What You Need to Know
- Cryptocurrency has been neither a reliable diversifier nor an adequate inflation hedge, especially recently.
- There is an uncertain regulatory framework, especially given the potential role of cryptocurrencies in money laundering.
- One transaction on the Bitcoin blockchain requires roughly the same energy needed to power the average American home for over two months.
Cryptocurrencies continue to receive significant media attention, and financial advisors likely are constantly bombarded with questions from clients about their potential role in a portfolio.
In some recently released research, which draws on the insights of over 30 PGIM investment professionals (and colleagues), the potential benefit of cryptocurrencies for institutional investors is explored, seeking to explicitly answer the question of whether cryptocurrencies are a power diversifier or portfolio kryptonite. Long story short, the verdict of the researchers is clearly more along the lines of portfolio kryptonite versus power diversifier.
To be honest, I’ve always been a little skeptical of cryptocurrencies when viewed from an investment perspective. While cryptocurrencies clearly have the potential to provide utility, and some of the underlying technologies used in the cryptocurrency appear to have potential, individual cryptocurrencies have always seemed like a risky gamble (to put it mildly).

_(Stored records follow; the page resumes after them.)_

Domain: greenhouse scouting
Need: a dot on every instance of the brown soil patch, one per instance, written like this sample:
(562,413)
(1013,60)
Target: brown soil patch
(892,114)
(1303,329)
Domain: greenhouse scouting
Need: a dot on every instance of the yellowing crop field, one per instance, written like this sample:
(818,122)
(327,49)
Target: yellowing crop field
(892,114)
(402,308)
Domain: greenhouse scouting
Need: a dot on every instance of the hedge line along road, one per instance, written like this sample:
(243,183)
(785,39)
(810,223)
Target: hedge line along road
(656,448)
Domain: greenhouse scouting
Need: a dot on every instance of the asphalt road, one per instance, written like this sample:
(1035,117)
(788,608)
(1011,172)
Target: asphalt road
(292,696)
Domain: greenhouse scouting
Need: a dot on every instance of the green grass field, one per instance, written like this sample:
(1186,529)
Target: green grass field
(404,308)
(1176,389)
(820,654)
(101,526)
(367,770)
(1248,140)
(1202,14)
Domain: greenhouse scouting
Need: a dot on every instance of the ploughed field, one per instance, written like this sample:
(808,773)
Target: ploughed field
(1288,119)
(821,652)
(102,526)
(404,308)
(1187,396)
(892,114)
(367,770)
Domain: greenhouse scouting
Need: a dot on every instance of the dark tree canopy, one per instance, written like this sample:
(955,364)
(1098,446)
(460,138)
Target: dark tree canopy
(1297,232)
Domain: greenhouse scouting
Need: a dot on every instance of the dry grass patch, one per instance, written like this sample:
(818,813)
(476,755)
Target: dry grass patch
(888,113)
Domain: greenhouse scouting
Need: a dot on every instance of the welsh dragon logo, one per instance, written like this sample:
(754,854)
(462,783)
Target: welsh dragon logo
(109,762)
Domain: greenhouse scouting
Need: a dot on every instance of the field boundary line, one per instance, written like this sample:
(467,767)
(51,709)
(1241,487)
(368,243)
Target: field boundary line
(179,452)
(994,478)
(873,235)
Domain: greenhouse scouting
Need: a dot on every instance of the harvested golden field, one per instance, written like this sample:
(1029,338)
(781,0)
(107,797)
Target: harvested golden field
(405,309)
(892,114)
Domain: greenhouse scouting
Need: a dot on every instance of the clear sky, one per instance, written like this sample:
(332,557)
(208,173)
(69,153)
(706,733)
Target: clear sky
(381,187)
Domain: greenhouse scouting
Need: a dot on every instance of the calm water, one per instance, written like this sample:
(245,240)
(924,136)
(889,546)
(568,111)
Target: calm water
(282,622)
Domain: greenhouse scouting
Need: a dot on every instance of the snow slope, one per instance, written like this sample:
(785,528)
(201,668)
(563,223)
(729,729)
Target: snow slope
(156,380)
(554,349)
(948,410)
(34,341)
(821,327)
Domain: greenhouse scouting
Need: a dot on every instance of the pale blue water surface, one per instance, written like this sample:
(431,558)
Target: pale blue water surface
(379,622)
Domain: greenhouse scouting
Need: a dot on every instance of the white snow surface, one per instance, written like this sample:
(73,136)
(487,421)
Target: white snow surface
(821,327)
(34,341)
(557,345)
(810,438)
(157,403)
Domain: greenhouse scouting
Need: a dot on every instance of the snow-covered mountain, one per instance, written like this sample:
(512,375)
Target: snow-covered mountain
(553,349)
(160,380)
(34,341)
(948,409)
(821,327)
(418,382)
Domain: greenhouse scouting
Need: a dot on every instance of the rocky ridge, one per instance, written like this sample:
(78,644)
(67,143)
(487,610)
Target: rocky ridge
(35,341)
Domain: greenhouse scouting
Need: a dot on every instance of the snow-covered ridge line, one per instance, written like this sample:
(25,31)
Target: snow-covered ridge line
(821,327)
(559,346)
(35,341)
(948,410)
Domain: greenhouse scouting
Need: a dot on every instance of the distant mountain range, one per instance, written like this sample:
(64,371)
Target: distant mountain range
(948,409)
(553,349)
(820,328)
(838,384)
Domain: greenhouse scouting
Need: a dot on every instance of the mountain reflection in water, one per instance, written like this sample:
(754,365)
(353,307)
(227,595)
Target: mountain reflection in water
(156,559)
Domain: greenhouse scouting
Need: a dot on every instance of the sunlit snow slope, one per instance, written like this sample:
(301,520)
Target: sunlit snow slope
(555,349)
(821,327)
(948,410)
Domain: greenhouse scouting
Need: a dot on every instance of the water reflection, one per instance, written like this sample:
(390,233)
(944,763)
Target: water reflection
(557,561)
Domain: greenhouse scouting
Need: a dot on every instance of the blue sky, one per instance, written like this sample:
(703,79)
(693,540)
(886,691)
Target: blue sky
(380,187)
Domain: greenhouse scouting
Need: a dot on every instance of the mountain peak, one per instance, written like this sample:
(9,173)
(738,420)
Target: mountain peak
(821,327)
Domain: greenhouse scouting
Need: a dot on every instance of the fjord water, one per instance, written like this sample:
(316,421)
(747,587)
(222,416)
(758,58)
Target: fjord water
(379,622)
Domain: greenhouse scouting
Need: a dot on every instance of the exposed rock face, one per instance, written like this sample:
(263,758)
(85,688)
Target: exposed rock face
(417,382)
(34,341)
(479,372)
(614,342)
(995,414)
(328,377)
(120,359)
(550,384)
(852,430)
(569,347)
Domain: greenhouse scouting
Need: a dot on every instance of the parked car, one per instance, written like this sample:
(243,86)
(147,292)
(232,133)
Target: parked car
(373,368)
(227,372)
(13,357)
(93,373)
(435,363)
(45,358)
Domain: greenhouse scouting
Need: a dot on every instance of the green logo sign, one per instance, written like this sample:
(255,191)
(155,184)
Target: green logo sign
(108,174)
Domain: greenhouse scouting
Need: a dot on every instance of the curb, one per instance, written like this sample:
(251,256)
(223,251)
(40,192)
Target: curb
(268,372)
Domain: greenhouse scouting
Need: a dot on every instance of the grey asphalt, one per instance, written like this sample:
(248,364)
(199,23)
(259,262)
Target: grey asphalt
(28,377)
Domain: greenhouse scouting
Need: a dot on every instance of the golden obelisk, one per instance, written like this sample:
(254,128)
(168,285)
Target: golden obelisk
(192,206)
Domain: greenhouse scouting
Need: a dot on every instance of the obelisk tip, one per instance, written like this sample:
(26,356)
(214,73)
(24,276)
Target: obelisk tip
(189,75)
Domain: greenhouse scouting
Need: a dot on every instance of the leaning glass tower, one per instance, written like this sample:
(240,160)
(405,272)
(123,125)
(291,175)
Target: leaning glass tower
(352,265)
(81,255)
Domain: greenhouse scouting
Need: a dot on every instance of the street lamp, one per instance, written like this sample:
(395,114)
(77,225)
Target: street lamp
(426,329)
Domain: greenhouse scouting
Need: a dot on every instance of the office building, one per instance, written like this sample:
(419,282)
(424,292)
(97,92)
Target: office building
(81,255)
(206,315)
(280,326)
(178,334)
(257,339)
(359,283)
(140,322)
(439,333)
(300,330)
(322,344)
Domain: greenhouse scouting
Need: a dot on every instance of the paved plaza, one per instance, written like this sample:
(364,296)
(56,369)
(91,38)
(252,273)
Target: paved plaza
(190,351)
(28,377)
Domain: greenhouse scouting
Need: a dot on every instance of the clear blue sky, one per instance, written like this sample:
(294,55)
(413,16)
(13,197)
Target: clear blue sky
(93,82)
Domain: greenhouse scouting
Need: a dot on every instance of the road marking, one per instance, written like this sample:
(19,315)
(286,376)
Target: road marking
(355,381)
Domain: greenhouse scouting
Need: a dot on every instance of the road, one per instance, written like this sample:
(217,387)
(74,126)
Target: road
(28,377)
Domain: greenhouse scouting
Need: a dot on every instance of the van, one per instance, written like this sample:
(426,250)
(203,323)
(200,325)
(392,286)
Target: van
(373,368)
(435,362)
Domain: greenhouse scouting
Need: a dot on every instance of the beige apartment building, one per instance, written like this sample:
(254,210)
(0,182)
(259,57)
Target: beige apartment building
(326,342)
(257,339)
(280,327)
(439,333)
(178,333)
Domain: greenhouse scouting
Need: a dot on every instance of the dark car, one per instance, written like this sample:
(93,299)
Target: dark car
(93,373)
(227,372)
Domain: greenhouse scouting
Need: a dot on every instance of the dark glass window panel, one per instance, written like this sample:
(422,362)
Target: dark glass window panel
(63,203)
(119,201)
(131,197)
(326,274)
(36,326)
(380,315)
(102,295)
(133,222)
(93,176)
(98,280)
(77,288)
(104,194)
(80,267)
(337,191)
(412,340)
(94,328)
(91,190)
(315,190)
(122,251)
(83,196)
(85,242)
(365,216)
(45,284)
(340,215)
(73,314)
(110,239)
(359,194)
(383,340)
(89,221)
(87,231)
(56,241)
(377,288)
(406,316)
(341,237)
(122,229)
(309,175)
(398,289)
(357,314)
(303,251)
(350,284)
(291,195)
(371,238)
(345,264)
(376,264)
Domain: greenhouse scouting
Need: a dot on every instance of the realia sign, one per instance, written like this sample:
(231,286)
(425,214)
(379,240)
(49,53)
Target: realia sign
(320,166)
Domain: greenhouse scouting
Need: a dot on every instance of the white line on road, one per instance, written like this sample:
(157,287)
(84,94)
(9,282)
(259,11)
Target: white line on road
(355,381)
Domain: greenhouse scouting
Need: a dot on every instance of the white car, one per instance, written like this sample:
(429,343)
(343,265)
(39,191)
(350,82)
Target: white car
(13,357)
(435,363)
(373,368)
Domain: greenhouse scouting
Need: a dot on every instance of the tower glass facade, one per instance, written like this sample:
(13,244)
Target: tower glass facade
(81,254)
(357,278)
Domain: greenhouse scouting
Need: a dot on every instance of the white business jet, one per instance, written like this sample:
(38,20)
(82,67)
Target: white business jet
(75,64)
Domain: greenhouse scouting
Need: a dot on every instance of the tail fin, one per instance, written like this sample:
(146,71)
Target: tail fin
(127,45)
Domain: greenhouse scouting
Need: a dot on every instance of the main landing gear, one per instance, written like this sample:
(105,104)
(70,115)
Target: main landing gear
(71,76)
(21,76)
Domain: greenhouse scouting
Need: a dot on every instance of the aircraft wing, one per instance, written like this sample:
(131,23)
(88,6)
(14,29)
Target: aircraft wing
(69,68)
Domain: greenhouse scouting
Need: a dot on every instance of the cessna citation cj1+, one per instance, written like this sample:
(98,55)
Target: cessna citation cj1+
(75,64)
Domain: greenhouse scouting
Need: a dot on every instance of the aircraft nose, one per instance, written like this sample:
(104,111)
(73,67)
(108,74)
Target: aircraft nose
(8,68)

The researchers make the point that in order for them to add an asset class to a portfolio, it must meet three criteria: The asset needs a clear regulatory framework, it needs to be an effective store of value and it needs to have a predictable correlation with other asset classes. Cryptocurrency meets none of these three criteria and therefore falls more into the realm of speculation versus investing.
The analysis demonstrates that cryptocurrency has been neither a reliable diversifier nor an adequate inflation hedge, especially recently. While risk-adjusted returns are on par with other asset classes, there are notable frequent drawdowns, which subject an investor to greater market timing risks.